The second dose of GNPs (primed groups) did not show any cumulative effect of GNP doses on induction of proinflammatory cytokines in brain (Fig. 3). In rats, repeated intraperitoneal injections of 20 nm GNPs for 21 days showed similar levels of gold in brain and liver (Muller et al., 2017). Lasagna-Reeves et al. (2010) evaluated the bioaccumulation and toxic effects of different doses (40, 200, and 400 µg/kg) of 12.5 nm GNPs after daily intraperitoneal injections in mice for 8 days. Their findings showed that GNPs crossed the BBB and accumulated in the neural tissue although their accumulation was least in brain as compared to other organs. However, the repeated exposure of GNPs did not produce any sub-acute physiological damage and toxicity in terms of survival, behavior, animal weight, organ morphology, blood biochemistry and tissue histology (Lasagna-Reeves et al., 2010). The priming dose of GNPs protected the animals against the acute phase induction of proinflammatory cytokines in liver and spleen (Ibrahim et al., 2018b). The primed mice did not show any aggravation of histological changes after injecting the second dose of the same GNPs (Ibrahim et al., 2018a).

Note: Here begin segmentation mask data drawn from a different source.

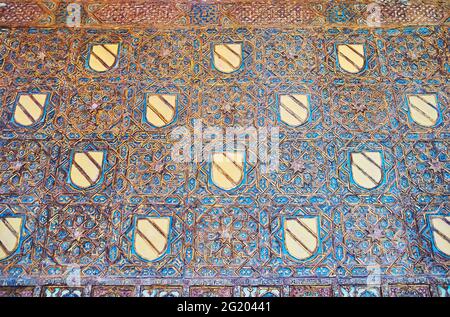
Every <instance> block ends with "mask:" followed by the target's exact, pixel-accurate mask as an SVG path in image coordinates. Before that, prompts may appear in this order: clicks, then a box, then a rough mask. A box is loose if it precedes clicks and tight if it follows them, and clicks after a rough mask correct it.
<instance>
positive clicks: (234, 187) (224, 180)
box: [210, 152, 245, 190]
mask: <svg viewBox="0 0 450 317" xmlns="http://www.w3.org/2000/svg"><path fill="white" fill-rule="evenodd" d="M210 173H211V181H212V183H214V185H216V186H217V187H219V188H221V189H224V190H232V189H235V188H237V187H239V185H241V183H242V181H243V180H244V175H245V153H244V152H218V153H214V154H213V156H212V162H211V171H210Z"/></svg>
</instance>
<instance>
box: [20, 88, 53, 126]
mask: <svg viewBox="0 0 450 317" xmlns="http://www.w3.org/2000/svg"><path fill="white" fill-rule="evenodd" d="M48 99H49V94H47V93H30V94H28V93H21V94H19V96H18V97H17V99H16V104H15V108H14V115H13V120H14V122H15V123H17V124H18V125H21V126H23V127H30V126H33V125H35V124H36V123H38V122H41V121H42V120H43V118H44V115H45V109H46V107H47V103H48Z"/></svg>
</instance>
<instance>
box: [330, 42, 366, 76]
mask: <svg viewBox="0 0 450 317" xmlns="http://www.w3.org/2000/svg"><path fill="white" fill-rule="evenodd" d="M336 50H337V59H338V63H339V66H340V67H341V69H342V70H344V71H346V72H348V73H351V74H357V73H360V72H361V71H363V70H364V67H365V65H366V55H365V54H366V53H365V50H364V45H363V44H338V45H337V46H336Z"/></svg>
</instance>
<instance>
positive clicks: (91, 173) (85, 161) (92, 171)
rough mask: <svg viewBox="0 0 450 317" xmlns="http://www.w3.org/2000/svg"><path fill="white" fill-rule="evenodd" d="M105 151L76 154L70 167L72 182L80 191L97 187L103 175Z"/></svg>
mask: <svg viewBox="0 0 450 317" xmlns="http://www.w3.org/2000/svg"><path fill="white" fill-rule="evenodd" d="M104 159H105V153H104V152H103V151H86V152H76V153H74V155H73V157H72V164H71V166H70V182H71V183H72V184H73V185H75V186H76V187H78V188H80V189H86V188H90V187H92V186H95V185H96V184H97V183H98V181H99V180H100V178H101V177H102V175H103V165H104Z"/></svg>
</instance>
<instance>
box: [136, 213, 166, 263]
mask: <svg viewBox="0 0 450 317" xmlns="http://www.w3.org/2000/svg"><path fill="white" fill-rule="evenodd" d="M170 227H171V218H170V217H142V218H137V219H136V221H135V226H134V234H133V236H134V238H133V248H134V251H135V253H136V254H137V255H138V256H139V257H140V258H142V259H143V260H145V261H155V260H158V259H159V258H161V257H162V256H163V255H164V254H165V253H166V252H167V250H168V247H169V233H170Z"/></svg>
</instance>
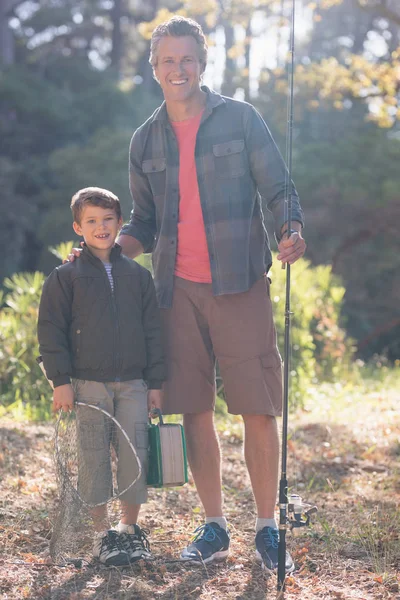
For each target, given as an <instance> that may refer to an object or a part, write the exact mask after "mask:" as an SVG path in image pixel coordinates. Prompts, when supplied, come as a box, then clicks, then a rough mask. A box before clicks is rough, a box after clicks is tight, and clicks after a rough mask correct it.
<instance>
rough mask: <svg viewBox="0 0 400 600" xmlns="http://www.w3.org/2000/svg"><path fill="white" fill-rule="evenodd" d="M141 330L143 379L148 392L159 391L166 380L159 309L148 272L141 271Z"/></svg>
mask: <svg viewBox="0 0 400 600" xmlns="http://www.w3.org/2000/svg"><path fill="white" fill-rule="evenodd" d="M141 286H142V298H143V301H142V305H143V316H142V322H143V329H144V335H145V340H146V354H147V365H146V368H145V370H144V379H145V380H146V381H147V385H148V387H149V390H157V389H158V390H159V389H161V388H162V384H163V381H164V380H165V379H166V364H165V352H164V343H163V335H162V328H161V318H160V309H159V308H158V304H157V297H156V290H155V287H154V282H153V278H152V276H151V275H150V273H149V271H147V270H146V269H142V271H141Z"/></svg>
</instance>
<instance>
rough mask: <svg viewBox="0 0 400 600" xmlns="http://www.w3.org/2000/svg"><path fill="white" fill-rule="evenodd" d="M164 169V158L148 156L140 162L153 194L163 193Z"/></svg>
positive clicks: (164, 170)
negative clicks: (146, 177)
mask: <svg viewBox="0 0 400 600" xmlns="http://www.w3.org/2000/svg"><path fill="white" fill-rule="evenodd" d="M166 170H167V161H166V159H165V158H162V157H161V158H150V159H148V160H144V161H143V162H142V171H143V173H144V174H145V175H146V176H147V178H148V180H149V183H150V187H151V191H152V193H153V196H162V195H164V192H165V175H166Z"/></svg>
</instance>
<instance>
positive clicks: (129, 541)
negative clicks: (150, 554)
mask: <svg viewBox="0 0 400 600" xmlns="http://www.w3.org/2000/svg"><path fill="white" fill-rule="evenodd" d="M138 529H139V532H138V533H128V534H127V536H128V539H129V543H130V545H131V546H133V548H134V550H140V549H142V548H143V547H144V548H145V549H146V550H147V551H148V552H150V543H149V540H148V539H147V536H148V535H149V533H150V531H149V529H140V528H138Z"/></svg>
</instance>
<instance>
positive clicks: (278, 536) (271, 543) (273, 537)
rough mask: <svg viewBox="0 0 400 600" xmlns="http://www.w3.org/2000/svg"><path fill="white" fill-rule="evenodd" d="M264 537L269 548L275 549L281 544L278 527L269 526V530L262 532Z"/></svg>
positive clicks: (263, 536) (265, 541) (264, 541)
mask: <svg viewBox="0 0 400 600" xmlns="http://www.w3.org/2000/svg"><path fill="white" fill-rule="evenodd" d="M262 538H263V540H264V542H265V545H266V547H267V548H274V549H275V550H276V549H277V548H278V546H279V534H278V532H277V530H276V529H272V527H268V528H267V531H263V532H262Z"/></svg>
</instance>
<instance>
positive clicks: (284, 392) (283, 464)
mask: <svg viewBox="0 0 400 600" xmlns="http://www.w3.org/2000/svg"><path fill="white" fill-rule="evenodd" d="M295 16H296V13H295V0H292V8H291V19H290V48H289V52H290V62H289V98H288V110H287V113H288V114H287V130H286V144H287V145H286V155H287V176H286V185H285V210H286V211H287V214H286V217H287V218H286V223H287V226H286V231H287V233H286V235H287V237H288V238H289V237H290V235H291V233H292V231H291V229H292V150H293V95H294V30H295ZM283 267H285V263H283ZM291 315H292V313H291V310H290V264H289V263H287V264H286V299H285V334H284V366H283V412H282V442H281V445H282V450H281V478H280V482H279V546H278V578H277V592H278V598H283V595H284V592H285V579H286V569H285V563H286V532H287V522H288V504H289V499H288V481H287V473H286V470H287V438H288V416H289V375H290V325H291Z"/></svg>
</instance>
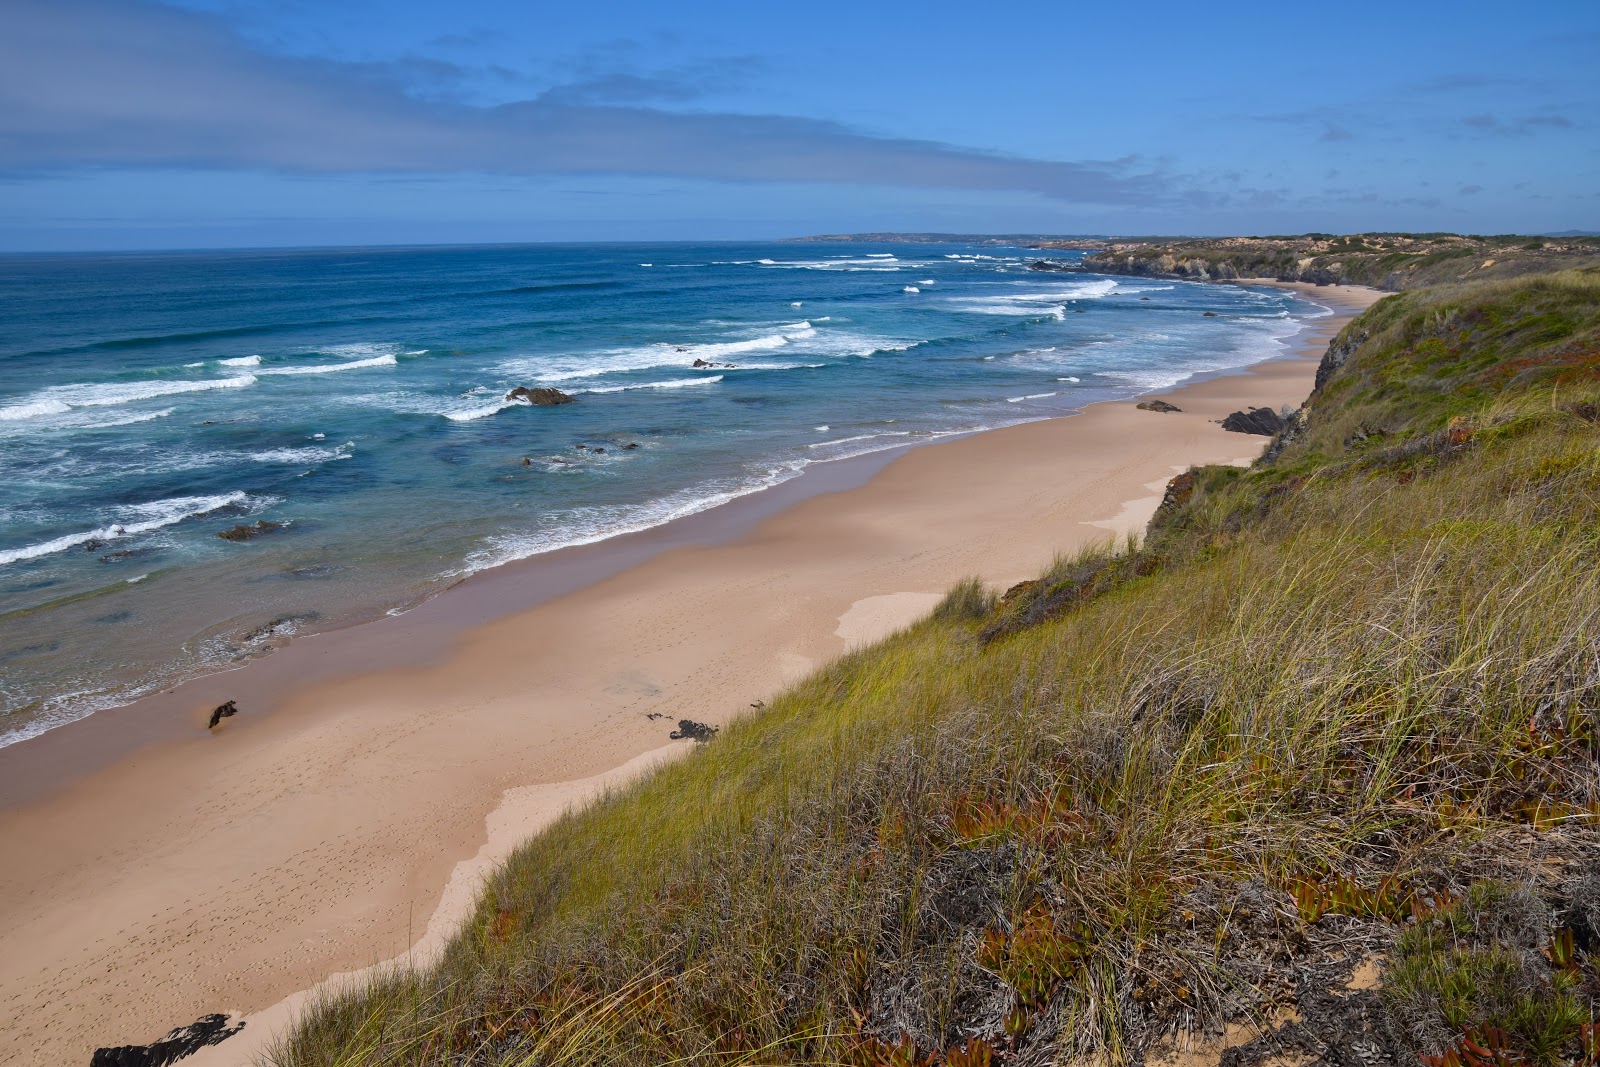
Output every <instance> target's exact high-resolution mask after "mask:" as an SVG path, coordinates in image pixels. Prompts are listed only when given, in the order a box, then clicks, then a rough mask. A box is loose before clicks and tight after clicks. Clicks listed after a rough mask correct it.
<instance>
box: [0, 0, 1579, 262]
mask: <svg viewBox="0 0 1600 1067" xmlns="http://www.w3.org/2000/svg"><path fill="white" fill-rule="evenodd" d="M0 19H3V21H0V26H3V32H0V248H6V250H70V248H200V246H258V245H344V243H438V242H538V240H696V238H701V240H718V238H765V237H787V235H798V234H811V232H842V230H954V232H1053V234H1262V232H1304V230H1333V232H1349V230H1362V229H1390V230H1392V229H1402V230H1432V229H1448V230H1458V232H1542V230H1562V229H1600V77H1597V70H1600V3H1597V2H1595V0H1552V2H1546V3H1523V5H1504V3H1475V2H1470V0H1469V2H1454V3H1434V2H1416V0H1389V2H1387V3H1362V2H1350V3H1341V5H1277V3H1275V5H1253V3H1243V5H1198V3H1192V2H1186V3H1162V2H1146V3H1138V5H1133V3H1106V2H1098V3H1074V2H1070V0H1054V2H1051V3H1030V2H1016V3H976V2H966V3H949V2H944V0H930V2H923V3H883V2H878V0H854V2H851V3H835V2H832V0H822V2H816V0H813V2H810V3H805V5H797V3H782V5H781V3H770V2H766V3H762V2H757V0H744V2H741V3H720V2H717V3H710V2H699V3H696V2H691V0H685V2H680V3H672V5H667V3H659V2H658V3H632V2H606V0H590V2H568V3H558V5H557V3H547V2H541V0H518V2H509V0H507V2H501V0H491V2H472V0H462V2H458V3H453V5H442V3H413V2H410V0H386V2H378V0H320V2H314V0H181V2H174V3H154V2H149V0H0Z"/></svg>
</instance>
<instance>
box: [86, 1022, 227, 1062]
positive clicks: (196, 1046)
mask: <svg viewBox="0 0 1600 1067" xmlns="http://www.w3.org/2000/svg"><path fill="white" fill-rule="evenodd" d="M243 1029H245V1024H243V1022H238V1024H235V1025H227V1016H221V1014H214V1016H200V1017H198V1019H197V1021H195V1022H192V1024H189V1025H186V1027H178V1029H176V1030H173V1032H171V1033H168V1035H166V1037H163V1038H162V1040H160V1041H152V1043H150V1045H123V1046H120V1048H98V1049H94V1059H91V1061H90V1067H168V1064H176V1062H178V1061H179V1059H182V1057H186V1056H194V1054H195V1053H198V1051H200V1049H202V1048H205V1046H206V1045H218V1043H221V1041H226V1040H227V1038H230V1037H234V1035H235V1033H238V1032H240V1030H243Z"/></svg>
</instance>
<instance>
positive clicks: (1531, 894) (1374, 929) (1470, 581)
mask: <svg viewBox="0 0 1600 1067" xmlns="http://www.w3.org/2000/svg"><path fill="white" fill-rule="evenodd" d="M1174 262H1176V261H1174ZM1149 418H1150V419H1168V418H1179V416H1173V414H1160V413H1152V414H1149ZM1597 528H1600V270H1582V272H1576V270H1570V272H1560V274H1547V275H1534V277H1523V278H1512V280H1499V282H1480V283H1475V285H1454V286H1445V288H1434V290H1421V291H1408V293H1402V294H1398V296H1394V298H1387V299H1384V301H1381V302H1379V304H1376V306H1374V307H1373V309H1370V310H1368V312H1366V314H1363V315H1362V317H1358V318H1357V320H1355V322H1352V323H1350V325H1349V326H1346V328H1344V331H1342V333H1341V334H1339V336H1338V338H1336V339H1334V342H1333V344H1331V346H1330V349H1328V354H1326V357H1325V358H1323V363H1322V368H1320V370H1318V374H1317V387H1315V392H1314V394H1312V397H1310V398H1309V400H1307V403H1306V405H1304V408H1302V410H1301V411H1299V413H1298V414H1296V416H1294V418H1293V419H1291V421H1290V427H1288V429H1286V430H1285V432H1283V435H1280V437H1278V438H1277V440H1275V442H1274V445H1272V446H1270V448H1269V458H1266V459H1262V461H1259V462H1256V464H1254V466H1253V467H1250V469H1240V467H1230V466H1219V467H1198V469H1192V470H1189V472H1186V474H1182V475H1179V477H1178V478H1174V480H1173V482H1171V483H1170V486H1168V488H1166V493H1165V498H1163V502H1162V506H1160V509H1158V512H1157V515H1155V518H1154V520H1152V523H1150V526H1149V530H1147V533H1146V536H1144V539H1142V541H1139V542H1130V544H1126V545H1106V547H1099V549H1094V550H1088V552H1083V553H1080V555H1077V557H1070V558H1061V560H1058V561H1056V563H1054V565H1053V566H1050V568H1048V569H1046V571H1045V573H1042V574H1040V576H1038V577H1037V579H1035V581H1032V582H1024V584H1021V585H1018V587H1013V589H1010V590H1006V592H1005V593H1003V595H995V590H989V589H986V587H984V585H982V584H981V582H978V581H965V582H960V584H957V585H955V587H954V589H952V590H950V593H949V597H946V600H944V601H942V603H941V605H939V606H938V608H936V609H934V611H933V614H931V616H930V617H928V619H925V621H923V622H920V624H917V625H914V627H912V629H910V630H907V632H902V633H899V635H896V637H893V638H890V640H886V641H883V643H880V645H875V646H870V648H866V649H861V651H856V653H851V654H848V656H845V657H842V659H840V661H837V662H834V664H830V665H827V667H824V669H822V670H819V672H818V673H814V675H811V677H810V678H806V680H803V681H800V683H798V685H797V686H794V688H792V689H790V691H787V693H786V694H782V696H781V697H778V699H776V701H773V702H771V704H768V705H765V707H762V709H758V710H757V712H755V713H752V715H749V717H746V718H742V720H739V721H734V723H730V725H728V726H726V728H723V729H722V731H720V733H718V734H717V736H715V737H712V739H710V741H709V742H707V744H706V745H702V749H701V750H699V752H696V753H694V755H693V757H690V758H686V760H682V761H678V763H675V765H670V766H666V768H662V769H661V771H658V773H656V774H653V776H651V777H648V779H645V781H642V782H638V784H635V785H632V787H629V789H626V790H622V792H619V793H614V795H611V797H608V798H606V800H605V801H602V803H598V805H595V806H592V808H589V809H584V811H579V813H573V814H570V816H566V817H565V819H562V821H560V822H558V824H557V825H554V827H552V829H550V830H547V832H546V833H542V835H541V837H538V838H534V840H531V841H528V843H526V845H525V846H523V848H522V849H520V851H518V853H517V854H515V856H512V859H510V861H509V862H507V865H506V867H502V869H501V870H499V872H498V873H496V875H494V877H493V878H491V880H490V881H488V883H486V885H485V889H483V894H482V897H480V902H478V909H477V913H475V915H474V918H472V921H470V923H469V925H467V926H466V928H464V929H462V933H461V934H459V936H458V939H456V941H454V942H453V945H451V947H450V950H448V953H446V957H445V960H443V961H442V963H440V965H438V966H437V968H435V969H430V971H424V973H411V971H397V973H394V974H390V976H386V977H384V979H381V981H378V982H374V984H371V985H368V987H365V989H362V990H357V992H354V993H350V995H347V997H341V998H334V1000H330V1001H325V1003H322V1005H318V1006H317V1008H315V1009H314V1011H310V1013H309V1016H307V1017H306V1019H302V1022H301V1027H299V1030H298V1032H296V1033H294V1035H293V1037H291V1038H290V1040H288V1041H286V1043H285V1045H283V1046H282V1048H280V1049H277V1051H275V1053H272V1056H270V1062H274V1064H278V1065H280V1067H290V1065H296V1067H301V1065H304V1067H310V1065H314V1064H318V1065H320V1064H346V1065H355V1064H373V1065H376V1064H394V1062H406V1064H411V1062H416V1064H480V1065H499V1064H533V1062H539V1064H542V1062H563V1064H600V1062H605V1064H661V1062H685V1064H757V1062H758V1064H802V1062H806V1064H811V1062H830V1064H861V1065H867V1067H912V1065H930V1067H931V1065H936V1064H946V1065H949V1067H992V1065H998V1064H1046V1062H1107V1064H1210V1062H1219V1061H1221V1062H1229V1064H1301V1062H1336V1064H1363V1065H1368V1067H1379V1065H1384V1067H1387V1065H1394V1067H1402V1065H1405V1067H1411V1065H1413V1064H1418V1062H1419V1061H1421V1062H1422V1064H1427V1065H1430V1067H1461V1065H1464V1064H1467V1065H1470V1064H1494V1065H1498V1067H1555V1065H1560V1064H1592V1062H1594V1057H1595V1049H1597V1048H1600V1032H1597V1030H1595V1025H1594V1024H1592V1021H1594V1019H1595V1013H1597V1009H1600V966H1597V960H1600V905H1597V901H1600V833H1597V830H1595V821H1597V817H1600V792H1597V781H1600V616H1597V613H1595V608H1594V605H1595V603H1600V574H1597V571H1595V568H1594V552H1595V534H1594V531H1595V530H1597Z"/></svg>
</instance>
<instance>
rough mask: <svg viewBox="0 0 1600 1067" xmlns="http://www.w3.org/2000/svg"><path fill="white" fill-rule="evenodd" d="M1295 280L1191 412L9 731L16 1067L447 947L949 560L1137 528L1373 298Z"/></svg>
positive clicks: (773, 521) (7, 833) (930, 583)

We did not observe any significant change in brain levels of GSH and MDA following GNPs exposure, irrespective of their sizes (Table 2). In a previous study, intraperitoneal administration of 20 nm GNPs in rats for 21 days did not alter GSH levels as well as the activities of superoxide dismutase (SOD), glutathione peroxidase (GPx), and catalase (CAT), in brain samples (Muller et al., 2017). Ferreira et al. (2017) observed a decrease in thiobarbituric acid-reactive species (TBARS) after acute (single dose) intraperitoneal administration of GNPs (10 nm and 30 nm, 70 µg/kg) whereas the activity of SOD was increased after acute and long-term (28 days) exposure of GNPs in rats. Intraperitoneal injection of 10 nm GNPs significantly increased MDA in rat liver without altering GSH levels on days 3 and 7 (Khan et al., 2012). In a rat model of Alzheimer’s disease, GNP treatment not only reversed the streptozotocin-induced impairment in mitochondrial ATP production, neuroinflammation and oxidative stress but also prevented memory deficits (Muller et al., 2017). Hyun et al. (2013) have used fluorescein-labeled hyaluronic acid-immobilized GNPs for monitoring ROS level in the ischemic brain and to identify the infarct areas in ischemic brains for the treatment of stroke. The findings of our study about the inertness of GNPs in affecting the markers of oxidative stress strengthen their usefulness in developing sensors for determining ROS levels in neuronal tissues.

Conclusion

A single intraperitoneal injection of small sized GNPs (5 nm) significantly increased IL-1β and IL-6 mRNA expressions in mouse brain which was not exacerbated by the second dose of the same GNPs. The larger size GNPs (20 and 50 nm) did not produce any inflammatory response in mouse brain. The findings of this study have potential relevance in designing new strategies for GNP applications in imaging and therapy of neurological disorders.